23. The TV nerd- The guy who knows everything about every TV show imaginable, and right now as we speak, he's probably watching every episode of Two and a Half Men, Dharma and Greg, and Everybody Loves Raymond simultaneously.

24. The food nerd / fat nerd- the nerd who sits around and eats all day, has like 6 kudos bars at lunch, but won't share any because he's a fat fuck. Somehow, though, he manages to not have a heart attack. Alot of times you can catch these kids buying two lunches and weezing his way through the racetrack to get a time of 14:20 in the mile run. Horrendous.

25. The "I hate everything" nerd- the nerd who is against every fucking thing you like, as well as everything you know and hate. It's unknown how he sustains himself as he hates everything, but somehow he manages, so it becomes apparent he doesn't hate everything.

26. The WoW I'm a great big nerd nerd: Notice the pun on this one. These are the guys who have stormed Arathi plains or whatever with their level 19 twinks. These are the people who can pwn you SO FUCKING HARD WITH A FROSTBOLT LEVEL 42 THAT THEY'LL PWN U LIK A NUB FAGHOLE ASDFHLJK.

27. The Halo 3 Nerd: These guys are so numerous that they get their own category, which is something you shouldn't really be proud of. These are the people who will totally kill you with their specialty brute shot / battle rifle combo which will give them SUPREME VICTORY CAPTAIN KING RANK. That's a real naval rank. Go look it up.

28. The Horny nerd/ Wanker- These are the people you know who always make cock jokes, hump the air, and lie about having some girl suck your cock. You know these people, don't deny it. The kind of people who jerk off on the door handles in the bathroom, the kinds of people who cum on the toilet seat and have their hands down their pants at all times.

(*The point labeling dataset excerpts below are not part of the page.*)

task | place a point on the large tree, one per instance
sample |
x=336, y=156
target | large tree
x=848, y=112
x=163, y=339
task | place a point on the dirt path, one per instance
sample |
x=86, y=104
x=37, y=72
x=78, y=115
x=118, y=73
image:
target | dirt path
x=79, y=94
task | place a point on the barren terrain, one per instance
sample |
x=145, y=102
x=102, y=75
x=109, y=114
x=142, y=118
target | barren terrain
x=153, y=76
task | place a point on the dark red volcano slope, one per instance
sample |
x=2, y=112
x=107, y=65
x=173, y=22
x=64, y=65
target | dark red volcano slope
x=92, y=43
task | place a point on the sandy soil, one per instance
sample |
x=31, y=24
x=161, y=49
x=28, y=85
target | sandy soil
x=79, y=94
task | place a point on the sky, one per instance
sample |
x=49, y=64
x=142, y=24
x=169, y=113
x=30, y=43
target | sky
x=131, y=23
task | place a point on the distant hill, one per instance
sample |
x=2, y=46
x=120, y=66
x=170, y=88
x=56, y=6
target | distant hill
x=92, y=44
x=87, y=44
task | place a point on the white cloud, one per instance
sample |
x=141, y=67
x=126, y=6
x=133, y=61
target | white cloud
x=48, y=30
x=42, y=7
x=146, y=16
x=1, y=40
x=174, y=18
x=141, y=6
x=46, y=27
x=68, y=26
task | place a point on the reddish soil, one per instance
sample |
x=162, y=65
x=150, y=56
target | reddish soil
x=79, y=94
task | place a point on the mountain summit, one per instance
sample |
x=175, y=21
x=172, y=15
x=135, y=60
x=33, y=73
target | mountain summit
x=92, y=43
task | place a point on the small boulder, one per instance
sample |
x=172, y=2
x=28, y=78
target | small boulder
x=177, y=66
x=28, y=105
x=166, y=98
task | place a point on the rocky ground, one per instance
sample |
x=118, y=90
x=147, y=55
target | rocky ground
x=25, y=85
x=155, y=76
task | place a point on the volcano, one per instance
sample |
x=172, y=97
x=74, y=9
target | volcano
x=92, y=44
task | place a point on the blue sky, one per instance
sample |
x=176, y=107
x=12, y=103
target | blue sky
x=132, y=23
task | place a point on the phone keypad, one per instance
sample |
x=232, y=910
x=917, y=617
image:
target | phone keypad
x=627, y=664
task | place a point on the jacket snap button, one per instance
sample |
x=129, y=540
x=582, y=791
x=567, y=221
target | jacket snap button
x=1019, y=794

29. The Conspiracy nut- These are the guys who believe in a bloodsucking beast who eats sheep in Mexico, who think that the government made up Jesus to scare people into becoming Christian, the people who for whatever reason believe the 9/11 conspiracies, despite the fact that pretty much noone believes in them.

30. The Ninja Wannabe- The kid who actually bought a Ninja suit online and carved CD shuriken, despite that if they knew shit they'd know that they used shuriken to slash and not usually to throw. These are the people who boast that they could kill two people without anyone knowing, run off, use a smoke grenade to hide themselves and then kill the president. Not exactly the smartest people, since most of them are just emo cunts who say that because it makes them sound funny, despite the fact that it has been played out so many times before.

31. The Pirate Wannabe- The Patato to the Ninja's Potato, the pirate wannabes for some stupid reason find it fit to act like there's some kind of battle between Ninjas and Pirates, despite the fact that there hasn't been tension between them historically, meaning there never will.

32. The Introvert- The kid who brings a hit list and a bowie knife to school and the hit list is everyone in his English class and noone else. Cho sueng hui is a prime example.

33. The Vampire wannabe- Somehow these stupid assholes have actually diluted themselves into thinking they're full fledged vampires. These are the fucking idiots who practice kinky sex and bite peoples necks, wear a shit load of makeup and only dress in scarlet red and black. Some of them go so far as to actually get tooth surgery for sharp vampire teeth.